Dong Jing mentioned that in interactive scenarios like video calls, one can actively request the other party to turn their face sideways, get closer, or move away from the camera to discern authenticity, as current forgery techniques have relatively poor prediction and generation performance in the presence of significant movements.
In addition, Dong Jing reminded people that in today's complex media and public opinion environment, it is crucial for the general public to actively learn relevant knowledge, understand the mechanisms and vulnerabilities of AI generation to a certain extent, and be prepared for potential challenges.

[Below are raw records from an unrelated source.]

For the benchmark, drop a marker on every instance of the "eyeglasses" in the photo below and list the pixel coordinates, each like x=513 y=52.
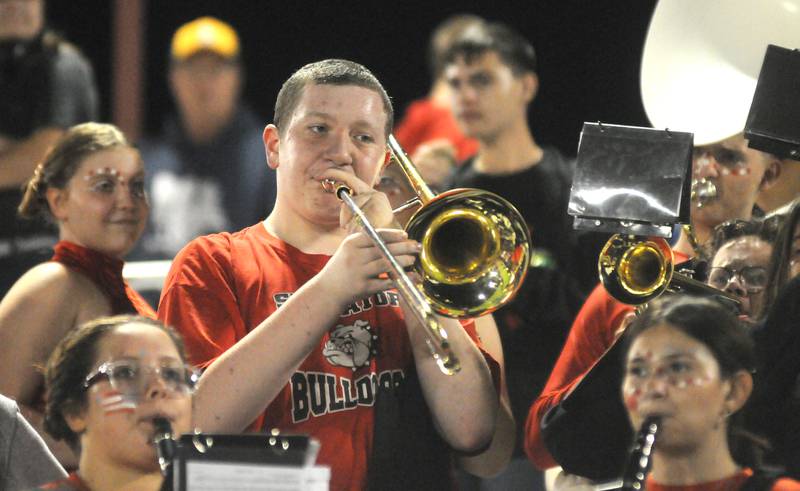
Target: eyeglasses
x=130 y=377
x=732 y=161
x=753 y=278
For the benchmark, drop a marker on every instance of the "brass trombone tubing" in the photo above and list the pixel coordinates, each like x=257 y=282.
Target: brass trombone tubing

"It is like regularly getting vaccinated against the latest flu," Dong Jing told reporters. "It enhances immunity against fake videos and prevents blind acceptance." She added, "Although I personally believe that the public should not bear the responsibility of identifying AI-generated content, it is our duty, both publicly and privately, to improve the digital literacy and awareness of security precautions among the public. This will help minimize the spread of fake information, economic fraud, and misleading public opinion, and foster societal trust."